Chez Dior, we returned to the sixties and Marc Bohan in the brand's last show that spoke of 1967, the year of the birth of the house's first ready-to-wear collection, Miss Dior.

Dior AW24/25 – FNW

A youthful and cheerful collection that celebrated the revolutionary impact of the 60s on women and culture in general. An era when fashion ignored the limits of high fashion and looked to the streets for a new modern vernacular.

The result, fall 2024 clothing built for women of action, worn by a cast that quickly paraded around a massive custom-built exhibition space; ingeniously built over the Bassin Octagonal, or main pond of the Tuileries Gardens.

At first glance, an understated fashion statement, from Dior's women's creative director, Maria Grazia Chiuri, born in Italy, with double-faced cashmere cabanas, fitted A-line dresses, knee-length skirts and classic trench coats. Although many feature hand-painted graffiti examples of the phrase Miss Dior, in two-inch-wide font on dozens of looks.

Made for busy women and anchored in fantastic new patent leather cut out flat sole boots with gold straps and buckles, gold ball heels or wide patent leather knee high boots finished with rhinestone ankle chains.

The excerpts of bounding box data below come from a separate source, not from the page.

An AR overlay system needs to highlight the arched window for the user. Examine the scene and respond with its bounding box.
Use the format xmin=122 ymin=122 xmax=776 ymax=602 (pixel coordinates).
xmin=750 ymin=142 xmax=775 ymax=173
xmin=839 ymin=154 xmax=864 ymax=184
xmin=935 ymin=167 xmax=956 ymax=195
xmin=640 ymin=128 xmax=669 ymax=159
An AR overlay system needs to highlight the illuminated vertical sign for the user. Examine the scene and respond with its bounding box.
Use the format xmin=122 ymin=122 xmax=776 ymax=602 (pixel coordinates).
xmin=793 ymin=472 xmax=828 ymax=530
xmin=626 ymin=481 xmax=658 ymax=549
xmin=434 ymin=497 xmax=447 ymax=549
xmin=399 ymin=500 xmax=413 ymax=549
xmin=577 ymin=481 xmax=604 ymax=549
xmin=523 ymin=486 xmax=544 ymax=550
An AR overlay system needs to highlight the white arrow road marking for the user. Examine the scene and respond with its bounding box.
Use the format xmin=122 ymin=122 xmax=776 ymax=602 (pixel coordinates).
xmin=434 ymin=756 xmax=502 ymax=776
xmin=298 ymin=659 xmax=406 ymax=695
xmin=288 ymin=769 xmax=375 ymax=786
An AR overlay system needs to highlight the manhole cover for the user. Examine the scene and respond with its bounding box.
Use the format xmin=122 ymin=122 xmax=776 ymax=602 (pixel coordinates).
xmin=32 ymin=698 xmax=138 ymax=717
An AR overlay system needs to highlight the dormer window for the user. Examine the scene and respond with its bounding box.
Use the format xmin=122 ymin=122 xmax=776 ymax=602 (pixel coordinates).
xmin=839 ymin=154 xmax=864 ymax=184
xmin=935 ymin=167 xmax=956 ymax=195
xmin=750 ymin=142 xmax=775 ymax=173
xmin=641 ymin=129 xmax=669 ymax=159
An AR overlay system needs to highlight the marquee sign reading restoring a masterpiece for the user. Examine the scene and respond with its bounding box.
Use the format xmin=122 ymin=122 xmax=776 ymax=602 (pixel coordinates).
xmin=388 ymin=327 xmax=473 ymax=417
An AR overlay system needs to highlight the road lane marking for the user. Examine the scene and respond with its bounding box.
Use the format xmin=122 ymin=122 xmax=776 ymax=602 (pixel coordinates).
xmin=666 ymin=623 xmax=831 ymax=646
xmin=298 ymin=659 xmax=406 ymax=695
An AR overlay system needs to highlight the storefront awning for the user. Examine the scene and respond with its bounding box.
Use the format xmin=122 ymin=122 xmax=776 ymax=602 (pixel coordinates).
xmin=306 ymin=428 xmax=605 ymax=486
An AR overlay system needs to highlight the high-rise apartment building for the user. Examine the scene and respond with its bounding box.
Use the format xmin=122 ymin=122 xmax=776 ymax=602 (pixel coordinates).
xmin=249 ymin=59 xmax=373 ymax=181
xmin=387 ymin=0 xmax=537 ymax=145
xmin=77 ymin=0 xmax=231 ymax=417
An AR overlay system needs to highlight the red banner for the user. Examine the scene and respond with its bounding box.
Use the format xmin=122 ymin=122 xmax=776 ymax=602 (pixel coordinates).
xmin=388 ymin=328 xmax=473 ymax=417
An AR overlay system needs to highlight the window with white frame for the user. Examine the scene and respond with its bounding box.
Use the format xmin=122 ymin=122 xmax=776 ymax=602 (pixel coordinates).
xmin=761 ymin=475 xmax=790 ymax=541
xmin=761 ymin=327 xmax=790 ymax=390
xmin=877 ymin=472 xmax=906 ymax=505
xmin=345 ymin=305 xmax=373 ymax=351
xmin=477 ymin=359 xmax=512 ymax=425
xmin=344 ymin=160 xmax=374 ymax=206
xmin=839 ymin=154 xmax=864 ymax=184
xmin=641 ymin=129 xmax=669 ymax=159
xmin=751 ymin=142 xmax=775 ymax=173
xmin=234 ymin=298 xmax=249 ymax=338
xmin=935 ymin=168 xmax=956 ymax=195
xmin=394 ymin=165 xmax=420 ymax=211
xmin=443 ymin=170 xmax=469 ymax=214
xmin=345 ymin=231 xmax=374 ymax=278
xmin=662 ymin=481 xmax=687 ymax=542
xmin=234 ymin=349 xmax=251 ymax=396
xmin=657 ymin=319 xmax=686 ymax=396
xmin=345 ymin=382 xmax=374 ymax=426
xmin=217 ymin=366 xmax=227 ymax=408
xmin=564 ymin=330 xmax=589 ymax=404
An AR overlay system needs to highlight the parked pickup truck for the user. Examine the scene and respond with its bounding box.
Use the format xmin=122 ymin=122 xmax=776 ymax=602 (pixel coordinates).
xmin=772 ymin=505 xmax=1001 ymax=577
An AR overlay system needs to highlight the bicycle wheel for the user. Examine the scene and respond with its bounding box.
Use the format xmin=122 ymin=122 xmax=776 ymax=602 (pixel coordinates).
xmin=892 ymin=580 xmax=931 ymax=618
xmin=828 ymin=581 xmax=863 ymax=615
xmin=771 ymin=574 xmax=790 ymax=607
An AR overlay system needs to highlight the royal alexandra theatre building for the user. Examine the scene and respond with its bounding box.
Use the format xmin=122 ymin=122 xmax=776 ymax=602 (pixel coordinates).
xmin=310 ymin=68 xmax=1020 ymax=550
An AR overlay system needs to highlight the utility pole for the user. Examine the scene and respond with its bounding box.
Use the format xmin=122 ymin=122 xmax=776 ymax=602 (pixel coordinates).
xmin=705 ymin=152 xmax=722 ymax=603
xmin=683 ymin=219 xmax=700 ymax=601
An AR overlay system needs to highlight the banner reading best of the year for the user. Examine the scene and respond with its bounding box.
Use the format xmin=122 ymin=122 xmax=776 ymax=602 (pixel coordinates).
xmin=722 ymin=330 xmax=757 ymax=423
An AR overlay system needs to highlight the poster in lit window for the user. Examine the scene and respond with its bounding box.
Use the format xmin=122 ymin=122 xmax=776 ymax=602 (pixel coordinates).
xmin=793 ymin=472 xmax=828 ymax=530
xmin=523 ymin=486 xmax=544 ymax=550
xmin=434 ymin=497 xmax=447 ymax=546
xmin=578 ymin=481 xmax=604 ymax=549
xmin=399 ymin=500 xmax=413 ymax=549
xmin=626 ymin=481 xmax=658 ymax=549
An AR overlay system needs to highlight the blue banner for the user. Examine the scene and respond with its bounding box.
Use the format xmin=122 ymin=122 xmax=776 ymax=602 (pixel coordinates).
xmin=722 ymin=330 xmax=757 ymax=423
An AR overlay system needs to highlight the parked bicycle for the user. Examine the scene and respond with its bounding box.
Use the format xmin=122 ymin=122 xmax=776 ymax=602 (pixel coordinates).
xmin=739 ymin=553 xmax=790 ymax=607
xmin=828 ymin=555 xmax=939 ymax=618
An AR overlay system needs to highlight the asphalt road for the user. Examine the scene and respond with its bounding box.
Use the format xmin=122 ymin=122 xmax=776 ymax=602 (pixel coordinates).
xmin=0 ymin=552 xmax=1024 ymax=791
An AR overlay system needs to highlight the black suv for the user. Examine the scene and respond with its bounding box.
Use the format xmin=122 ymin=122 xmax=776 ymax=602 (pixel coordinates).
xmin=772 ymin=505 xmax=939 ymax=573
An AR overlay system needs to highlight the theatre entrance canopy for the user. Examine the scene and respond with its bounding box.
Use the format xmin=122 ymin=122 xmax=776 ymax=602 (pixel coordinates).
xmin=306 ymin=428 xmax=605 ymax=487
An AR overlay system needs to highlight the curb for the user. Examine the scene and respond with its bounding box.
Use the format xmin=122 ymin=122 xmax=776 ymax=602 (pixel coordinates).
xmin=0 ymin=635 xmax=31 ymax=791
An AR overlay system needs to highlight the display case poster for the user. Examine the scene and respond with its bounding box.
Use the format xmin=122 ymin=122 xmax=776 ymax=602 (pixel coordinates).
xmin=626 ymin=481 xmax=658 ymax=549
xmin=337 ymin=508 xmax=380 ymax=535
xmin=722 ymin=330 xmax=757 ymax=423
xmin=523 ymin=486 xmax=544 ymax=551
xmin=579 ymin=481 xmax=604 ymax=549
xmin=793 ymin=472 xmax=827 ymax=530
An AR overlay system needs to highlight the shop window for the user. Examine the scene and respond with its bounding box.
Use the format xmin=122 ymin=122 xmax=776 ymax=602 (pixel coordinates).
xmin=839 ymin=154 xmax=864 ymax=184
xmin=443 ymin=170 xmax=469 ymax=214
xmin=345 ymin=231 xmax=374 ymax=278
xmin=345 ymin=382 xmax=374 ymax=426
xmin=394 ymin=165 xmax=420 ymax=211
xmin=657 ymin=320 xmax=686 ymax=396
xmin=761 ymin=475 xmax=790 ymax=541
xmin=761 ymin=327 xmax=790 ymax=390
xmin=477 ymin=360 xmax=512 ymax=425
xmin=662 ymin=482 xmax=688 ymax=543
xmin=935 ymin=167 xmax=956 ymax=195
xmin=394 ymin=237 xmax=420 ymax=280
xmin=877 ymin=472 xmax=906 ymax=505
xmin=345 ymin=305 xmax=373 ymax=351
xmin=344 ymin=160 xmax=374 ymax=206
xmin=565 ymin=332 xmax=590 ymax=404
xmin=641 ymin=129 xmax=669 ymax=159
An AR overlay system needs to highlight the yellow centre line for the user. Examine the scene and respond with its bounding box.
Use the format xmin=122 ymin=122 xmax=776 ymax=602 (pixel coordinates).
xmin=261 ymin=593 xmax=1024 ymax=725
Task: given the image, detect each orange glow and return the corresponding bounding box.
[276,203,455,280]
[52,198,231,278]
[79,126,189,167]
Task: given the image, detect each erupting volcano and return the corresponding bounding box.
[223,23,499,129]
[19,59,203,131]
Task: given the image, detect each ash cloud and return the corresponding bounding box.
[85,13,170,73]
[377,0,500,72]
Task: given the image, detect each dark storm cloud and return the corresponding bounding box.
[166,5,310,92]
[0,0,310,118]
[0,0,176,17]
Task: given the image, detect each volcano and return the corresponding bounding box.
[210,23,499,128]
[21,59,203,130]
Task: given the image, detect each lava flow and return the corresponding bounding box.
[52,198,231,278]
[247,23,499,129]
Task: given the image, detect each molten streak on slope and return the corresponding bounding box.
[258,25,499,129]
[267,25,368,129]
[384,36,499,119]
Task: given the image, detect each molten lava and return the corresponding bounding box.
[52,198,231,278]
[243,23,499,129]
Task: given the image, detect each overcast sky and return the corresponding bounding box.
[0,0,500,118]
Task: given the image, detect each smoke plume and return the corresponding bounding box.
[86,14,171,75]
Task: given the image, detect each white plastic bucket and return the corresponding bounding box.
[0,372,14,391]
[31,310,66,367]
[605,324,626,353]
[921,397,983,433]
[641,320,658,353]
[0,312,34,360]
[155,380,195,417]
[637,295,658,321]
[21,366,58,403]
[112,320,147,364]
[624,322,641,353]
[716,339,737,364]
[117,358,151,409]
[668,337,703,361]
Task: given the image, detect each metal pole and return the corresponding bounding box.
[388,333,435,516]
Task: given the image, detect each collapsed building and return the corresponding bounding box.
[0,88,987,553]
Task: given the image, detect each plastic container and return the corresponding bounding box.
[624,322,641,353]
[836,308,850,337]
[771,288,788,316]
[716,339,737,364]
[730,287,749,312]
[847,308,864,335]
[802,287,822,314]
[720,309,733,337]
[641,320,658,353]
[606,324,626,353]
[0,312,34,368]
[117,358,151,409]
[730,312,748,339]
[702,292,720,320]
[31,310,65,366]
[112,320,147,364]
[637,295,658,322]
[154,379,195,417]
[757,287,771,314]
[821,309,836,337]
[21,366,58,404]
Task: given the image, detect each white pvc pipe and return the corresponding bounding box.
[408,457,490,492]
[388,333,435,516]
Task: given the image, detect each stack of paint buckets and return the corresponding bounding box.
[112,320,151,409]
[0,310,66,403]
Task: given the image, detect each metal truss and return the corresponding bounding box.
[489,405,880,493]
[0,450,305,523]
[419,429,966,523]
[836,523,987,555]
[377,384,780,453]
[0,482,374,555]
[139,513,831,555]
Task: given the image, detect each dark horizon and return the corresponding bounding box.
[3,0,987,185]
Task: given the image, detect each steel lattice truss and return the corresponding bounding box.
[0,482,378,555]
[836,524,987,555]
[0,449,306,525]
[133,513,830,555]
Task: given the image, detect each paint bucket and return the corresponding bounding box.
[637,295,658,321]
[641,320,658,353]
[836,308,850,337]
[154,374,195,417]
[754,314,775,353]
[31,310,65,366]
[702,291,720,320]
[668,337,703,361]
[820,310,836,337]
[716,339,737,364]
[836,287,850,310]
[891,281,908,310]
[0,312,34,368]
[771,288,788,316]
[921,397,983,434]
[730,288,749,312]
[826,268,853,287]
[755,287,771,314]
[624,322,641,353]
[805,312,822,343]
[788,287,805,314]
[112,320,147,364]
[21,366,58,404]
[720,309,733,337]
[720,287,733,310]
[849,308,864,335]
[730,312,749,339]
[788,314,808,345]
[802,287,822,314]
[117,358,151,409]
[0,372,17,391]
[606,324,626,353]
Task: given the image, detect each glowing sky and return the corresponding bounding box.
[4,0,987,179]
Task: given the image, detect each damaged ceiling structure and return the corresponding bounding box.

“In my opinion, Marc Bohan's influence and talent is often underestimated. Maybe because he came right after Yves Saint Laurent and Monsieur Dior? But Bohan had a profound influence on fashion and at Dior, where he created his first ready-to-wear. That was a revolutionary move in a house dedicated to haute couture for over 20 years at that time. Hey! In a sense, she was a feminist, long before women started burning bras,” Chiuri insisted with brave Roman emphasis in a pre-show trailer.

A collection that also referenced Bohan's innovative strategy of working with original contemporary visual artists and incorporating their ideas into his collections. Chiuri's other big inspiration was Gabriella Crespi, a uniquely talented Italian who collaborated with Bohan, who commissioned her to make curvy tables and lamps for the French brand's boutiques. Some of them are still in Dior's famous archive, although it is difficult to locate works by Crespi, who often worked in bamboo. By definition, a fragile material.

Your ideas seen in the color palette; Never before have we seen so many looks in shades of beige, sand and bamboo at a Dior show, even if they were adorned with red checks, signature gray and faded denim blue.

Dior AW24/25 – FNW

And in Dior's latest magnificent set, courtesy of Indian artist Shakuntala Kulkarni, who developed eight towering statues of bamboo, cane and raffia, suggesting princesses, samurai girls and empowered Amazons. Presented in a circle 20 meters in diameter. On the walls, enormous paintings of mythical warrior women from Rajasthan, suggesting “a versatile femininity, reactivating that key moment of creative freedom of which Miss Dior is the emblem,” Chiuri argued in her program notes.

The other key element was the scarf, a key element in Maria Grazia's own wardrobe and at Dior. The designer found so many in the archive that she ended up commissioning an entire book about the accessory. Entitled dior Scarves It will be released this spring.

“My mother always wore scarves and so did I when I was a child. My grandmother even wore them in the fields! she laughed.

Creating drama at the show with a remix of France's favorite runway song Je t'aime moi non plus, by Serge Gainsbourg and Jane Birkin, when the action arrived at night. cheetah print coats and jackets; postmodern flapper dresses with fringes and beautiful beaded columns, again with a touch of Crespi's designs.

In short, a succinct statement from the designer in Paris with the most coherent game plan.